You are viewing a plain text version of this content. The canonical link for it is here.
Posted to commits@flink.apache.org by di...@apache.org on 2021/05/21 11:07:18 UTC

[flink] branch master updated: [FLINK-22733][python] DataStream.union should handle properly for KeyedStream in Python DataStream API

This is an automated email from the ASF dual-hosted git repository.

dianfu pushed a commit to branch master
in repository https://gitbox.apache.org/repos/asf/flink.git


The following commit(s) were added to refs/heads/master by this push:
     new 09168af  [FLINK-22733][python] DataStream.union should handle properly for KeyedStream in Python DataStream API
09168af is described below

commit 09168af6c8491dfccd85ece9943123c968957e17
Author: Dian Fu <di...@apache.org>
AuthorDate: Fri May 21 13:51:22 2021 +0800

    [FLINK-22733][python] DataStream.union should handle properly for KeyedStream in Python DataStream API
    
    This closes #15981.
---
 flink-python/pyflink/datastream/data_stream.py     |  5 ++++-
 .../pyflink/datastream/tests/test_data_stream.py   | 23 ++++++++++++++++++++--
 2 files changed, 25 insertions(+), 3 deletions(-)

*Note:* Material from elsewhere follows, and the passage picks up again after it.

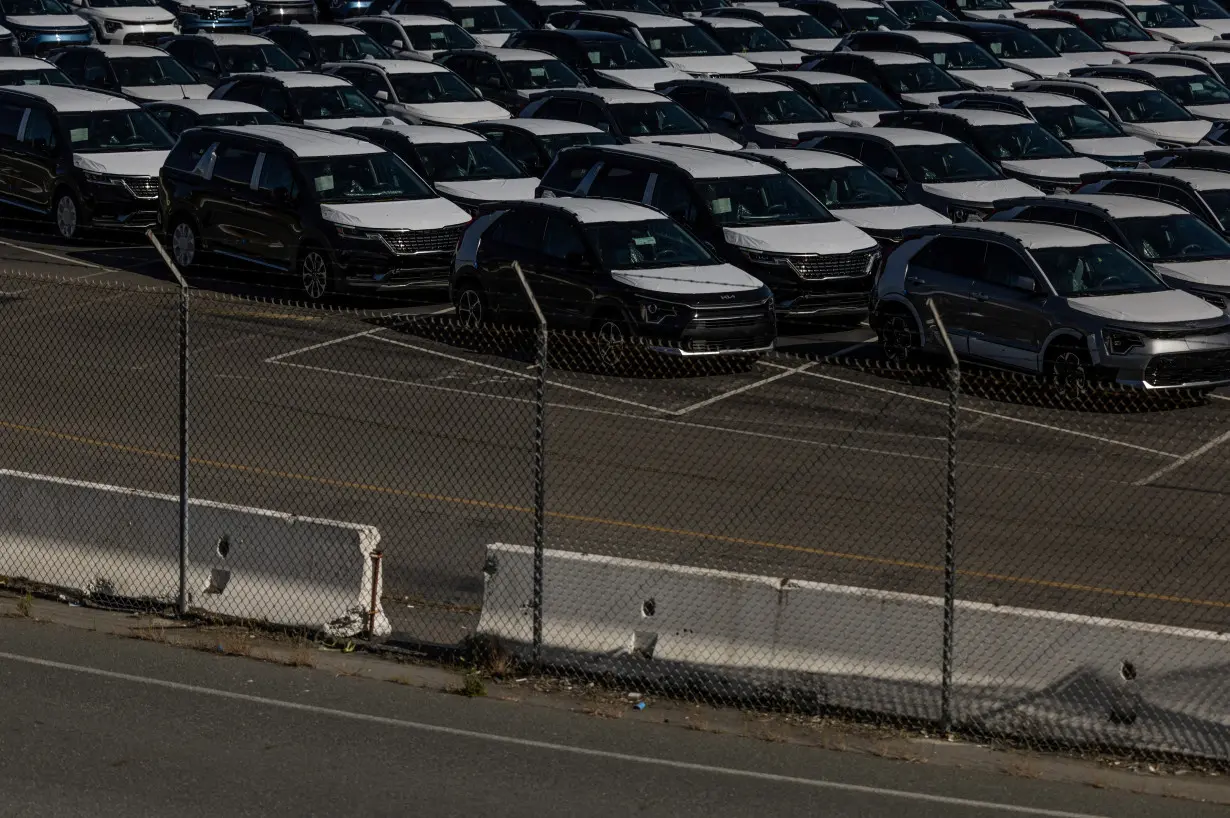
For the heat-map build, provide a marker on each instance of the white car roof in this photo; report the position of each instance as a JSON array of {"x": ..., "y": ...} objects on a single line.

diff --git a/flink-python/pyflink/datastream/data_stream.py b/flink-python/pyflink/datastream/data_stream.py
index ce85de9..a0a9c90 100644
--- a/flink-python/pyflink/datastream/data_stream.py
+++ b/flink-python/pyflink/datastream/data_stream.py
@@ -368,7 +368,10 @@ class DataStream(object):
         """
         j_data_streams = []
         for data_stream in streams:
-            j_data_streams.append(data_stream._j_data_stream)
+            if isinstance(data_stream, KeyedStream):
+                j_data_streams.append(data_stream._values()._j_data_stream)
+            else:
+                j_data_streams.append(data_stream._j_data_stream)
         gateway = get_gateway()
         JDataStream = gateway.jvm.org.apache.flink.streaming.api.datastream.DataStream
         j_data_stream_arr = get_gateway().new_array(JDataStream, len(j_data_streams))
diff --git a/flink-python/pyflink/datastream/tests/test_data_stream.py b/flink-python/pyflink/datastream/tests/test_data_stream.py
index 994cd60..903d75d 100644
--- a/flink-python/pyflink/datastream/tests/test_data_stream.py
+++ b/flink-python/pyflink/datastream/tests/test_data_stream.py
@@ -877,9 +877,9 @@ class StreamingModeDataStreamTests(DataStreamTests, PyFlinkStreamingTestCase):
         ds_2 = self.env.from_collection([4, 5, 6])
         ds_3 = self.env.from_collection([7, 8, 9])
 
-        united_stream = ds_3.union(ds_1, ds_2)
+        unioned_stream = ds_3.union(ds_1, ds_2)
 
-        united_stream.map(lambda x: x + 1).add_sink(self.test_sink)
+        unioned_stream.map(lambda x: x + 1).add_sink(self.test_sink)
         exec_plan = eval(self.env.get_execution_plan())
         source_ids = []
         union_node_pre_ids = []
@@ -894,6 +894,25 @@ class StreamingModeDataStreamTests(DataStreamTests, PyFlinkStreamingTestCase):
         union_node_pre_ids.sort()
         self.assertEqual(source_ids, union_node_pre_ids)
 
+    def test_keyed_stream_union(self):
+        ds_1 = self.env.from_collection([1, 2, 3])
+        ds_2 = self.env.from_collection([4, 5, 6])
+        unioned_stream = ds_1.key_by(lambda x: x).union(ds_2.key_by(lambda x: x))
+        unioned_stream.add_sink(self.test_sink)
+        exec_plan = eval(self.env.get_execution_plan())
+        expected_union_node_pre_ids = []
+        union_node_pre_ids = []
+        for node in exec_plan['nodes']:
+            if node['type'] == '_keyed_stream_values_operator':
+                expected_union_node_pre_ids.append(node['id'])
+            if node['pact'] == 'Data Sink':
+                for pre in node['predecessors']:
+                    union_node_pre_ids.append(pre['id'])
+
+        expected_union_node_pre_ids.sort()
+        union_node_pre_ids.sort()
+        self.assertEqual(expected_union_node_pre_ids, union_node_pre_ids)
+
     def test_project(self):
         ds = self.env.from_collection([[1, 2, 3, 4], [5, 6, 7, 8]],
                                       type_info=Types.TUPLE(